Predicting Good RNAi Sites
RNA interference, the inhibition of gene expression by small double-stranded RNA, has recently emerged as a powerful strategy to dissect gene function and develop therapeutic interventions. At the technical level, one of the challenges has been to identify the specific RNA sites that are targetable.
“There are many prediction algorithms that were developed to do this, but none of them work very well,” says Kevin M. Weeks, professor of chemistry at the University of North Carolina at Chapel Hill.
To map RNA structures and predict sites that are most available for interactions, including sites that can be successfully targeted for therapeutic interventions, investigators in Dr. Weeks’ lab pioneered several years ago a technology known as SHAPE (selective 2´-hydroxyl acylation analyzed by primer extension).
“We focused on the naive idea that one of the main challenges in predicting good RNA interference sites is identifying the parts of the HIV genome that are free to interact with the RNAi machinery. The simple idea was that conformationally flexible regions might provide particularly good targets,” explains Dr. Weeks.
These sites are mostly those that do not have internal structures, and do not interact with themselves, whereas places where RNA folds back on itself are more hidden and less likely to represent optimal targets. SHAPE takes advantage of the fact that the nucleophilic reactivity of the ribose 2´-hydroxyl group is very sensitive to the nucleotide conformation and is modulated by its flexibility in the RNA backbone, and provides a powerful tool that allows RNA structure and dynamics to be examined under a broad range of biological environments.
“The key part of this work is that not only were we able to make good predictions, perhaps the best to date, but our calculations suggested that only approximately 2% of the HIV genome is a good target for the RNAi machinery, and we were able to identify a significant part of these targets,” says Dr. Weeks.
This approach, which can be used not only for additional pathogens, but also in other instances that require specific interactions with a target RNA, represents a promising strategy at the interface between RNA biology and therapeutics.
New Tool for Cancer Research
“For years, we identified splicing changes inside cancer cells, but it was debated whether they have causative roles or whether they are the consequence of disease-related deregulation,” says Michael C. Ryan, Ph.D., president and bioinformatics specialist at In Silico Solutions.
The general interest in alternative splicing emerged from the concept that, instead of mapping specific genes to a single protein, multiple different protein products can be formed, in a spatial and temporal manner, a process that required the “one gene, one polypeptide” concept to be revisited. Alternative splicing is one strategy to expand the proteome diversity and it has additional roles, such as protein quality control.

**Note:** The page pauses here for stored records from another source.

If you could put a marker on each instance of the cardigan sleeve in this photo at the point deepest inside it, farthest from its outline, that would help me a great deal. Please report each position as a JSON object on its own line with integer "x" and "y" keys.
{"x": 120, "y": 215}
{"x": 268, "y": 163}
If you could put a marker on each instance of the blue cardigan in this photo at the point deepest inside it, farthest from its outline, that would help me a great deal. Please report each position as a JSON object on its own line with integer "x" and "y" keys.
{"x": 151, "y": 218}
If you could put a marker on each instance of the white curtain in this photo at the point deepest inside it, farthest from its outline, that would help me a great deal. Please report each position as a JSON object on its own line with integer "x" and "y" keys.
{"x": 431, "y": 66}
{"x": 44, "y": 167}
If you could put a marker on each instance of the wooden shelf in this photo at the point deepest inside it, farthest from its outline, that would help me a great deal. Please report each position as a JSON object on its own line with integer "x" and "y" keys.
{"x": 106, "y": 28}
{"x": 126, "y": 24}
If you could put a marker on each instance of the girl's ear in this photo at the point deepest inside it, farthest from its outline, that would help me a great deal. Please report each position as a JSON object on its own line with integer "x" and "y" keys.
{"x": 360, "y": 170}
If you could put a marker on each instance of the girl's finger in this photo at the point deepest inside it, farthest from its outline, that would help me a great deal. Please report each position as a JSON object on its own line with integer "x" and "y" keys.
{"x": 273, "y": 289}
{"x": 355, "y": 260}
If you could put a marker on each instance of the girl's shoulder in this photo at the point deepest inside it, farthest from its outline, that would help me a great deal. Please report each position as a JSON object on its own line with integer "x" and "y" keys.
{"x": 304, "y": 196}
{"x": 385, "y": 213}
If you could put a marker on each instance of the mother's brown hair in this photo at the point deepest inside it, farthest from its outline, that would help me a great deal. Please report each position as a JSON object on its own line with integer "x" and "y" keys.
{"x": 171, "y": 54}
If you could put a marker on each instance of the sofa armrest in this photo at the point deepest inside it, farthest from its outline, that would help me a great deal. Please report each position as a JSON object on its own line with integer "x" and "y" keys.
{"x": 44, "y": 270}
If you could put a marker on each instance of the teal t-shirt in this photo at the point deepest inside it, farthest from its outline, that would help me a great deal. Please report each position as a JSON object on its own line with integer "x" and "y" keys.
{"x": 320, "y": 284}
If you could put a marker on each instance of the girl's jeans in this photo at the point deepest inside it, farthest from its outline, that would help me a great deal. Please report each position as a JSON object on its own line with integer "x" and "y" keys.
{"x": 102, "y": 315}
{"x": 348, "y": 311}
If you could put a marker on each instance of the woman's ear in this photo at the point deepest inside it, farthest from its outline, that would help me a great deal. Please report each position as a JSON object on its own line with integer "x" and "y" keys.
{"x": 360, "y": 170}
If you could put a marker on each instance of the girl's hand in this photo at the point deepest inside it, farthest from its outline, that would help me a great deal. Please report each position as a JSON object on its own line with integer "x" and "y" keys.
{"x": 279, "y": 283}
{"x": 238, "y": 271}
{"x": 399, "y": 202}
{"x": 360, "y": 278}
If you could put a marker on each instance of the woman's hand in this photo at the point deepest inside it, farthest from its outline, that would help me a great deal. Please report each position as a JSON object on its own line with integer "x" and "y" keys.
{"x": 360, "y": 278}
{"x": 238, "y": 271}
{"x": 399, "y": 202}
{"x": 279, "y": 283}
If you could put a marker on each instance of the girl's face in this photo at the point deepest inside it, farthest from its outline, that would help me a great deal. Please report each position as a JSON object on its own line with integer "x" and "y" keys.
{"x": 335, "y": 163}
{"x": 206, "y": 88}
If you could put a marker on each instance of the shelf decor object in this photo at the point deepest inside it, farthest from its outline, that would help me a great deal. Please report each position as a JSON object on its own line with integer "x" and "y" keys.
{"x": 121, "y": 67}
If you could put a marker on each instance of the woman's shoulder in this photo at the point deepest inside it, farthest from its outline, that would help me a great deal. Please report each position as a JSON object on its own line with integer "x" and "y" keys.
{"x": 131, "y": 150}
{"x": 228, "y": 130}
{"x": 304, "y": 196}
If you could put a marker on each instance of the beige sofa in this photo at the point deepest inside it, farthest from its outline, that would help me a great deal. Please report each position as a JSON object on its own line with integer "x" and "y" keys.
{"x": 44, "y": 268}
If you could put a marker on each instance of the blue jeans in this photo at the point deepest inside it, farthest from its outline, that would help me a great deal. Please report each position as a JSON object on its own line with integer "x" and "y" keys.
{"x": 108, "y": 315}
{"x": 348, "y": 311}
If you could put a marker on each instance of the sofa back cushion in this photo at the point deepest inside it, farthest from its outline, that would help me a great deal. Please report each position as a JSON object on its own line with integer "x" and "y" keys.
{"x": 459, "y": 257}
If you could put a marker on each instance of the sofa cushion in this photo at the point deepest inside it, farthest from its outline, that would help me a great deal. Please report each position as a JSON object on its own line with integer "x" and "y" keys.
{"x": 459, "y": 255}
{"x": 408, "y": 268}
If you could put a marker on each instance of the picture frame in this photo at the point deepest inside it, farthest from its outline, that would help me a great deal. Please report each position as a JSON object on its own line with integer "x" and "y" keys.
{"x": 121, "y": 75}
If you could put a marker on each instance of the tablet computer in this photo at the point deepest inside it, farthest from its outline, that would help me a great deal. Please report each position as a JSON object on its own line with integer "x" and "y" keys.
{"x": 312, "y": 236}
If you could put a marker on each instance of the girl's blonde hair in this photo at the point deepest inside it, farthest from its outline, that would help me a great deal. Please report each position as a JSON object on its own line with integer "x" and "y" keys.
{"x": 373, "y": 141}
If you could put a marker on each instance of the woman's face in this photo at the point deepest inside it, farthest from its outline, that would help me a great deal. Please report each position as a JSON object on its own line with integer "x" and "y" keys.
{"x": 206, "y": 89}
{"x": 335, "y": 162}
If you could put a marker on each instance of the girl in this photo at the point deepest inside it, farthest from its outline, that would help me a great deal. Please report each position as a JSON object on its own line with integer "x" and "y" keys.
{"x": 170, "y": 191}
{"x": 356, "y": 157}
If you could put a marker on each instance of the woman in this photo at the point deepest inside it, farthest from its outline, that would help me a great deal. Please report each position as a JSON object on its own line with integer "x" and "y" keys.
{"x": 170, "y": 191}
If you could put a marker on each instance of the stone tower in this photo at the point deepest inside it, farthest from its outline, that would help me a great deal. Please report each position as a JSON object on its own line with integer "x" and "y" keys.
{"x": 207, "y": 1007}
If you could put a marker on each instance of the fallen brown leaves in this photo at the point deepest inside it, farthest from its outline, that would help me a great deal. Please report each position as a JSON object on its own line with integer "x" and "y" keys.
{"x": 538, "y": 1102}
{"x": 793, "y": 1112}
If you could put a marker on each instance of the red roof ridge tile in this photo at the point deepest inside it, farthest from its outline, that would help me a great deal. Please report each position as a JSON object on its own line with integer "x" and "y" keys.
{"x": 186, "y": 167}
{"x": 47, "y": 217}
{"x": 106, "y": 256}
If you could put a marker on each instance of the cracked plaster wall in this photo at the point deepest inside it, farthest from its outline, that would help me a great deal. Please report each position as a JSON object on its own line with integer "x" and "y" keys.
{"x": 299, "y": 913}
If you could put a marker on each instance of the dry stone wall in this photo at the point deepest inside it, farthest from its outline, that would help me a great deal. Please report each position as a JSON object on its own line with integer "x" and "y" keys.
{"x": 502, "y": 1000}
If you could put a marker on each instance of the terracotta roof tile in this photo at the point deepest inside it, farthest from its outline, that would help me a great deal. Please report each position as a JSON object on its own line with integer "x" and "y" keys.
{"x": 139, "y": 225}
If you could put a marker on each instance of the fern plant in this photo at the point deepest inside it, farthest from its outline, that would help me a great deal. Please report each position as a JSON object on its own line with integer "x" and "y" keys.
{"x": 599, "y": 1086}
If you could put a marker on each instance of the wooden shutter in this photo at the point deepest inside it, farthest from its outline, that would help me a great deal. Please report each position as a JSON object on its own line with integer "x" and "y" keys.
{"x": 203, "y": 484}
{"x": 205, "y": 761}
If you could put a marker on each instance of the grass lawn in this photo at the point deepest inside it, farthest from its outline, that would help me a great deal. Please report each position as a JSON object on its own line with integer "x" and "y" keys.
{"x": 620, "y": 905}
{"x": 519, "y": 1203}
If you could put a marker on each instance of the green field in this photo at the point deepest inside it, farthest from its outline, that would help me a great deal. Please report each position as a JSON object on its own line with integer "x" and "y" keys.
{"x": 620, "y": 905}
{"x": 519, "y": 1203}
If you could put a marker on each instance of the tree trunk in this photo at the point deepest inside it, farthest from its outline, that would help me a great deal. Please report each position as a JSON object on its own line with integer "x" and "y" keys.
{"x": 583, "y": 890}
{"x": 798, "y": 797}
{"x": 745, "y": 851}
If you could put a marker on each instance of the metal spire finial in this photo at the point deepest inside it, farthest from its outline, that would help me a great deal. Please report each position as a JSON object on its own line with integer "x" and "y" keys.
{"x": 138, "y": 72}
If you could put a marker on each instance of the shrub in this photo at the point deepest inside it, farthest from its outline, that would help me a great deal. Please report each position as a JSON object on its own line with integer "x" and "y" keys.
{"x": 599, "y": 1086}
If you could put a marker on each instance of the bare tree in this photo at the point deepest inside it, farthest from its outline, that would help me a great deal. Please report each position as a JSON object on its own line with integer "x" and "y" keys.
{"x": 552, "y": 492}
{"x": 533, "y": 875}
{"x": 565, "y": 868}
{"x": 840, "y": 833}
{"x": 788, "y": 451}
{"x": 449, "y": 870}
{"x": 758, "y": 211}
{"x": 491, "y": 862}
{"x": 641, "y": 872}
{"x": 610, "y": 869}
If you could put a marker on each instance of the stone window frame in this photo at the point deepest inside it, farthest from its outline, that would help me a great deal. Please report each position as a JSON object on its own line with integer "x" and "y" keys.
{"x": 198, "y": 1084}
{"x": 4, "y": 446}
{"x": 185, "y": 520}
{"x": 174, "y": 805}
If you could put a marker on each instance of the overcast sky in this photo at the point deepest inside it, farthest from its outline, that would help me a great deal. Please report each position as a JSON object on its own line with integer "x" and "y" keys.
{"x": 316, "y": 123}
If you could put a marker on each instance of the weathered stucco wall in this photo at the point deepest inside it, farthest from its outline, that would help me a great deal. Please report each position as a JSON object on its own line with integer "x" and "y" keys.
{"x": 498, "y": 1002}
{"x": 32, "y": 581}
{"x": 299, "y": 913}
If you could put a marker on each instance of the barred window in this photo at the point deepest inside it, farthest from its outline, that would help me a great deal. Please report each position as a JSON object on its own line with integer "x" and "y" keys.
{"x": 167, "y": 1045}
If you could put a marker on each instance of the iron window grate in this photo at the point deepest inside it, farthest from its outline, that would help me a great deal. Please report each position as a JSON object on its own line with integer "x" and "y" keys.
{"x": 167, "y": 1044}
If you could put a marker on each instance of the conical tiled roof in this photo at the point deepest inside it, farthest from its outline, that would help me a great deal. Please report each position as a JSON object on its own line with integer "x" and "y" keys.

At the interface between alternative splicing and cancer research, an area of increasing interest has recently focused on a set of biological programs that is active and establishes specific splicing patterns during distinct stages of growth and development, but is turned off later on, in adult cells. “Some cancer cells appear to be able to find ways to turn these programs back on, and reactivate embryonic versions of the genes,” says Dr. Ryan.
A few years ago, alternative splicing was mostly studied by using microarrays. “While this provided interesting insights, next-generation sequencing currently offers a resolution that is an order of magnitude better,” explains Dr. Ryan.
To provide investigators with a better platform to examine and interpret alternative splicing patterns from RNA-Seq reads, Dr. Ryan and colleagues developed SpliceSeq, a free resource that is powered to capture changes during alternative splicing and explore their functional consequences.
“With SpliceSeq, one can map the reads to each individual exon or splice, so instead of examining the read for each gene, we can individually look at each element of a gene,” says Dr. Ryan. The platform opens the additional possibility to identify splicing patterns across multiple samples, perform comparative analyses, or group samples based on specific criteria, increasing the power of the analysis.
“Moreover, we can translate the reads into protein sequence prediction and subsequently identify the portion of the protein that is being impacted by alternative splicing,” explains Dr. Ryan.
Dr. Ryan and colleagues are currently comparing alternative splicing patterns across The Cancer Genome Atlas (TCGA) data, one of the biggest RNA-Seq repositories. “For the first time, SpliceSeq provides the opportunity to visualize changes at an unprecedented resolution,” explains Dr. Ryan.
Discoveries linked to the biology of RNA shaped seminal biomedical advances. One of the most intriguing aspects of RNA is its ability to fulfill diverse cellular functions, which include informational, structural, catalytic, and regulatory roles.
Many advances in this field, in addition to helping overturn old concepts and opening new perspectives, point toward a much more complex picture, one that unveils the dynamic nature of the scientific inquiry, which Carl Sagan so vividly captured in words: “There is much that science doesn’t understand, many mysteries still to be resolved. We are constantly stumbling on surprises.”